Where’s Idaho Bound to Common Core

Filed in Uncategorized by on February 28, 2014 0 Comments
The article below first appeared on Utahnsagainstcommoncore.com  I changed all of the necessary links to be relevant to Idaho.
1)  The Four Assurances (or federal reforms) in the 2009 Stimulus Package’s State Fiscal Stabilization Fund—which included common standards, new assessments, teacher evaluations, school grading and data collection systems—signed by Governor Otter and Superintendent Luna. The “assurances” were promises that Governors made to the Obama administration when they accepted Stimulus money. The Stimulus money helped President Obama build a new federal framework at the state level to, as US Secretary of Education Arne Duncan said, “fundamentally shift the federal role” over education.

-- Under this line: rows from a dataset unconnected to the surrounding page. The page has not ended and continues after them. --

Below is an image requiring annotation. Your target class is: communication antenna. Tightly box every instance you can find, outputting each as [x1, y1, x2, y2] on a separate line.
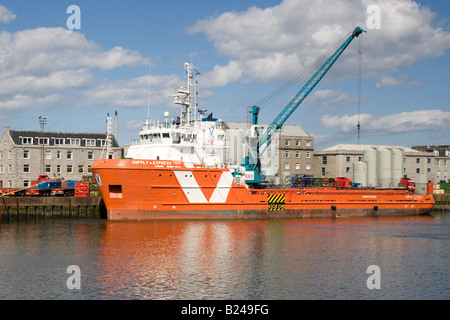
[147, 66, 151, 120]
[106, 113, 113, 159]
[357, 34, 362, 146]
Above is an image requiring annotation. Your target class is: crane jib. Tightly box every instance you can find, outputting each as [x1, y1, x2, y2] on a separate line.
[258, 27, 366, 150]
[243, 27, 366, 184]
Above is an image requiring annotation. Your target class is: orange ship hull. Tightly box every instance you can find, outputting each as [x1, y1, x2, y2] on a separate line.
[92, 159, 434, 220]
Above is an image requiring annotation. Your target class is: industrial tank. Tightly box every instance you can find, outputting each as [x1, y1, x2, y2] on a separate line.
[391, 148, 404, 187]
[377, 148, 392, 188]
[363, 148, 378, 187]
[353, 161, 367, 187]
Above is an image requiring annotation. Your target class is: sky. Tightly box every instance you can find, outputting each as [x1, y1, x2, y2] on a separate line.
[0, 0, 450, 150]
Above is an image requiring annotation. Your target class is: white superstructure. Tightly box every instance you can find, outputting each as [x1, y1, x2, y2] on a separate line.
[126, 62, 226, 167]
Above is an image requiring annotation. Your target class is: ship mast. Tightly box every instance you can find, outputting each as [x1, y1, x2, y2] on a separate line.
[171, 62, 196, 125]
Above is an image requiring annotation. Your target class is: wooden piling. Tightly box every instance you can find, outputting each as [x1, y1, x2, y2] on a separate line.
[0, 196, 103, 221]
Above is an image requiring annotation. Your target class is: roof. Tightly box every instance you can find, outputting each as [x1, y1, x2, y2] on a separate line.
[225, 121, 313, 138]
[5, 128, 119, 148]
[316, 144, 421, 153]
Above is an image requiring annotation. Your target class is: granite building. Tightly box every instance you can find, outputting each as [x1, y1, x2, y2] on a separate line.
[0, 126, 122, 188]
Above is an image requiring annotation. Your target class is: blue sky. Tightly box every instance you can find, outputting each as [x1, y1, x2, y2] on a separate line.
[0, 0, 450, 150]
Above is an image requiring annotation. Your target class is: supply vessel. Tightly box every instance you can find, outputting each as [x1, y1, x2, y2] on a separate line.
[91, 27, 434, 220]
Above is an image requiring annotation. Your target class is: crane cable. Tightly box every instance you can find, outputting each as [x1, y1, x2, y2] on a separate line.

http://www2.ed.gov/programs/statestabilization/stateapps/id-sub.pdf

See also: The federal grants from the 2009 Stimulus Package for the creation of Idaho’s State Longitudinal Data System (This was a nearly $9. million dollar grant to Idaho  to create a data system which would provide a framework for the Obama administration’s National Education Data Model. In order to start collecting individual student and family data without parental consent—including things like bus stop times, health conditions and religious affiliation—the Obama administration bypassed Congress and rewrote federal FERPA privacy regulations).

http://nces.ed.gov/Programs/SLDS/state.asp?stateabbr=ID

2) The 2009 Memorandum of Understanding (MOU), signed by Governor Otter and State Superintendent Tom Luna, where they committed Idaho to Common Core national standards.

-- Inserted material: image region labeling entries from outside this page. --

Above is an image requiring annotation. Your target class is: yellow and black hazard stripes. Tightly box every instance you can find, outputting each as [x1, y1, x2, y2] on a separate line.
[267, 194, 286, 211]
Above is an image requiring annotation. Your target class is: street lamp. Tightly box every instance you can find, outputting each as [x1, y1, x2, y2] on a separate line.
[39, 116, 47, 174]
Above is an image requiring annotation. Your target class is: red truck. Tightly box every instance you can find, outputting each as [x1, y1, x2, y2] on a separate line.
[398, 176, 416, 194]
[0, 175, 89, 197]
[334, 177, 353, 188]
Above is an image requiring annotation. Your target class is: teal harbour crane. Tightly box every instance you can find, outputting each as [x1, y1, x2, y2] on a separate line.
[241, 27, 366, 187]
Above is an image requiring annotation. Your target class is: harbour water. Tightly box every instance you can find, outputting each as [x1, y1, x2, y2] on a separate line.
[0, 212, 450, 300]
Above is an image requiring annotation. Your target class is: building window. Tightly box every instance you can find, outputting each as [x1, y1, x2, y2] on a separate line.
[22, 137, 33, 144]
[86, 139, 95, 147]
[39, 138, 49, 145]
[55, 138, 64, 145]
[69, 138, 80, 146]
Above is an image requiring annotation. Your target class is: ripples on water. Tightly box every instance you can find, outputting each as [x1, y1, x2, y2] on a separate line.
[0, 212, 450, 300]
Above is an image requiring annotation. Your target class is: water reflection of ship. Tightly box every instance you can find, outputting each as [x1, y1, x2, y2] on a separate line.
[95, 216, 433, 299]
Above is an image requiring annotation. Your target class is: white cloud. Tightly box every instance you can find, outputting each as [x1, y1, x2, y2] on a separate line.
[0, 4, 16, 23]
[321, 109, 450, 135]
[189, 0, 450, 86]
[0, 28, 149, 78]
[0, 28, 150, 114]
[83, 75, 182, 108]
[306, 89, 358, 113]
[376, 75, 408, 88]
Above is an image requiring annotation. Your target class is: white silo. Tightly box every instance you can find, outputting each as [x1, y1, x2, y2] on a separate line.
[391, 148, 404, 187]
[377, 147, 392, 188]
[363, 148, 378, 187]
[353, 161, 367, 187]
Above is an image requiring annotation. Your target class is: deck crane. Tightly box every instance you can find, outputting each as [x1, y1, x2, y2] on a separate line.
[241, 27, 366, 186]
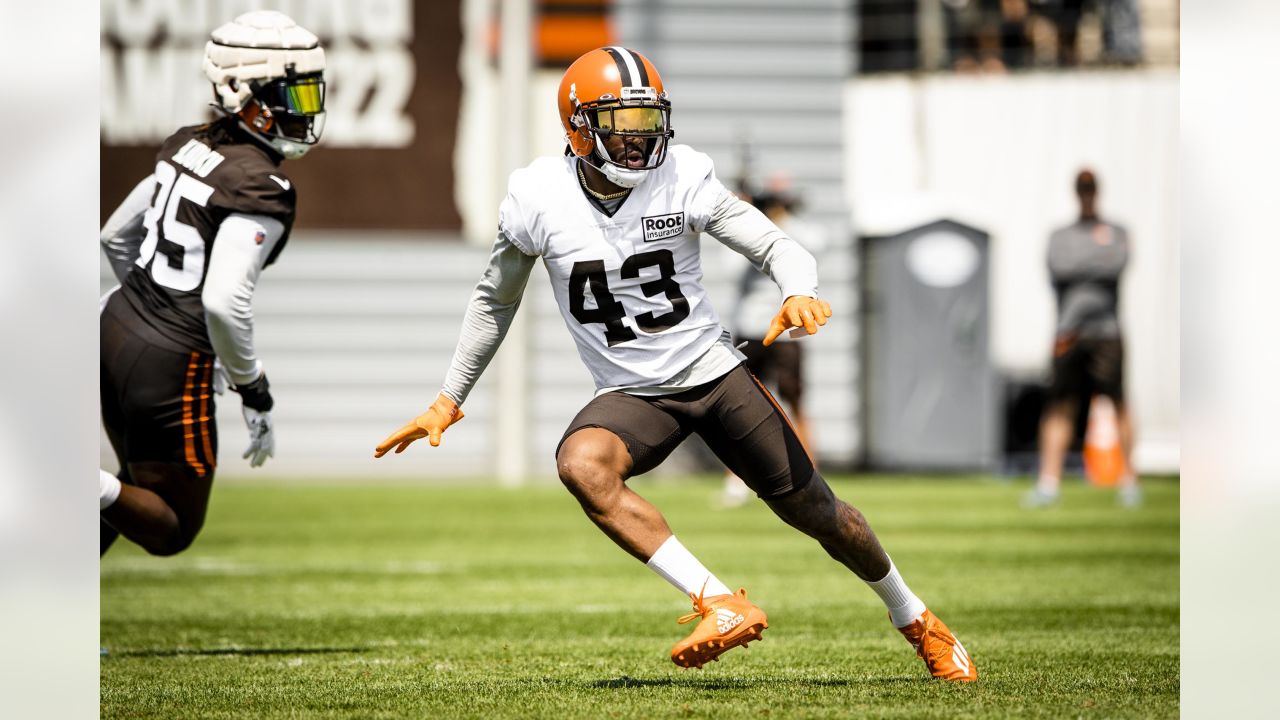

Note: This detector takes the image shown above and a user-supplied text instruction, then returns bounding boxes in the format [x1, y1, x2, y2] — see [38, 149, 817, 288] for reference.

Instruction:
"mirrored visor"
[257, 74, 324, 115]
[595, 108, 667, 133]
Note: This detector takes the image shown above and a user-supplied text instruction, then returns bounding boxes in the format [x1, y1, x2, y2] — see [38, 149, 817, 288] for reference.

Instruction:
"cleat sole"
[672, 620, 769, 670]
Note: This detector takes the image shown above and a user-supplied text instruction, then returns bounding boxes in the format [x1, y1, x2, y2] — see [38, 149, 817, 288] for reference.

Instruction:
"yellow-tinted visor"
[284, 77, 324, 115]
[596, 108, 667, 133]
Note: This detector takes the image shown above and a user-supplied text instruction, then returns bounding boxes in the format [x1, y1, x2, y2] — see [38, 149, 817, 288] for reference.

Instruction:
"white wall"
[845, 70, 1179, 471]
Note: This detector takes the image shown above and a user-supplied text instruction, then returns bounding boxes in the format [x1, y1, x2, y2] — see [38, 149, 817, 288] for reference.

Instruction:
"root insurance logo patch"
[640, 211, 685, 242]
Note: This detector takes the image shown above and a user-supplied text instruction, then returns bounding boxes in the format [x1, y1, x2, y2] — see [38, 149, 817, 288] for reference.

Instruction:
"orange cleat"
[671, 588, 769, 667]
[897, 610, 978, 683]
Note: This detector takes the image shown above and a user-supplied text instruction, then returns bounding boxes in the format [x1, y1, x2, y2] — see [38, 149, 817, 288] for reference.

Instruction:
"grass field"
[101, 478, 1179, 719]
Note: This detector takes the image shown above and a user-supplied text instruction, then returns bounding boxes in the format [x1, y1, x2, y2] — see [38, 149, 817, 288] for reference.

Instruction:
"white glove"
[241, 406, 275, 468]
[214, 357, 232, 395]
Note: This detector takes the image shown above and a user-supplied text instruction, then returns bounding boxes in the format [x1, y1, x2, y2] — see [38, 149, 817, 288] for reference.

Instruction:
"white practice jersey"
[498, 145, 730, 388]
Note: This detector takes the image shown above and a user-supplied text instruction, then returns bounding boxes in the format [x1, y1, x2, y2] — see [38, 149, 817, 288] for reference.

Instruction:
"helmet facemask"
[571, 87, 675, 187]
[247, 65, 325, 159]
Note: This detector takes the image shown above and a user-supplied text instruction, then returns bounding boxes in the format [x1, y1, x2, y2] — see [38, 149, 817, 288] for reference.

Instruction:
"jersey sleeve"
[672, 146, 733, 232]
[214, 163, 297, 266]
[498, 170, 543, 256]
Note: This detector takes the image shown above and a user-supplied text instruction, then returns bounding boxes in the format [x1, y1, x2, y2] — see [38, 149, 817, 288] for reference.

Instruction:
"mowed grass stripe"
[101, 478, 1179, 719]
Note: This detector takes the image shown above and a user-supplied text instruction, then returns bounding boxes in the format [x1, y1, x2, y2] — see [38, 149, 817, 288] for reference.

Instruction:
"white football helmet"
[204, 10, 325, 159]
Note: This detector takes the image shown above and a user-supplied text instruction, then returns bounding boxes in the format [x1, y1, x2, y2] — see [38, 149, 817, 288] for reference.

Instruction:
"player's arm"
[374, 233, 536, 457]
[99, 176, 156, 283]
[707, 192, 831, 345]
[201, 213, 284, 468]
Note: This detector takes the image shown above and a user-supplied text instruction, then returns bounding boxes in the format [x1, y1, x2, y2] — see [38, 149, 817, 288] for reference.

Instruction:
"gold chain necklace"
[577, 160, 631, 200]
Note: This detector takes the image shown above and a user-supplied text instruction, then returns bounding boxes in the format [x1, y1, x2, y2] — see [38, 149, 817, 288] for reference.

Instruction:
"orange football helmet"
[557, 46, 676, 187]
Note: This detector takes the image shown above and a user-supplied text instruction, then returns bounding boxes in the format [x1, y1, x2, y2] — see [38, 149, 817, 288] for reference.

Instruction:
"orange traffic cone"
[1084, 395, 1125, 487]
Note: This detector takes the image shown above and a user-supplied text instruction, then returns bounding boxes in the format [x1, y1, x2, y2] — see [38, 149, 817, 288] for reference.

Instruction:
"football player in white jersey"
[375, 47, 978, 680]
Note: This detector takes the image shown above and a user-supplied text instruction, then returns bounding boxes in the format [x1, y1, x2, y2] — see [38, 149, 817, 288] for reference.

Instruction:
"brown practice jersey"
[108, 118, 297, 354]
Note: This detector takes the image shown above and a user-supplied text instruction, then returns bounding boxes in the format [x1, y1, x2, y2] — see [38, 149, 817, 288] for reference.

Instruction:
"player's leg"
[556, 428, 671, 562]
[696, 368, 978, 680]
[101, 325, 218, 555]
[719, 338, 762, 507]
[556, 393, 768, 667]
[756, 342, 814, 457]
[1089, 338, 1142, 507]
[102, 462, 214, 556]
[97, 357, 129, 557]
[1023, 338, 1087, 507]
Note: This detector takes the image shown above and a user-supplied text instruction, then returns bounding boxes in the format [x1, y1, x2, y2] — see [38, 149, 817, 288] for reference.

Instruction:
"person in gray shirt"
[1025, 169, 1142, 507]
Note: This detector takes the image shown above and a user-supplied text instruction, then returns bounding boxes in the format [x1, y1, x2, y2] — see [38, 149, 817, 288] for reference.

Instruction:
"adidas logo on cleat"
[716, 607, 746, 634]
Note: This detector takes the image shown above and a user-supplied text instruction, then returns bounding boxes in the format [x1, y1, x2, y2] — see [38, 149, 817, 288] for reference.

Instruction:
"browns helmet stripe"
[604, 45, 648, 87]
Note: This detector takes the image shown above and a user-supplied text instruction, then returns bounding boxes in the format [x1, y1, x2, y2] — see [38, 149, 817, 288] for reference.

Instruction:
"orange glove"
[374, 393, 462, 457]
[762, 295, 831, 346]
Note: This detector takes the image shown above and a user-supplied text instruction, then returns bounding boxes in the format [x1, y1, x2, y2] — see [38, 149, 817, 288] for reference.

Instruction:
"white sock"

https://idahoansforlocaleducation.com/wp-content/uploads/2013/04/Common-Core-Standards-Signed-MOA-May-09.pdf

http://www.utahnsagainstcommoncore.com/utahs-memorandum-of-misunderstanding/

3) The No Child Left Behind Flexibility Request (Waiver) in which the MOU was used as “evidence” that Idaho, in exchange for flexibility from the stipulations in No Child Left Behind, would adopt Common Core.

http://www2.ed.gov/policy/elsec/guid/esea-flexibility/map/id.html

4) The Common Core standards copyright binds states to precisely what is written in the standards. States can add 15% more to the standards, but cannot take anything away from them. They are adopted “in whole.”

http://www.corestandards.org/public-license

5) The fact that the K-12 assessments aligned to Common Core will be used by 90% of the states will preclude states deviating from the standards. We are bound by the sheer nature of national standards themselves–and this was by design. To deviate from the standards by even 5% would put states at a comparative disadvantage.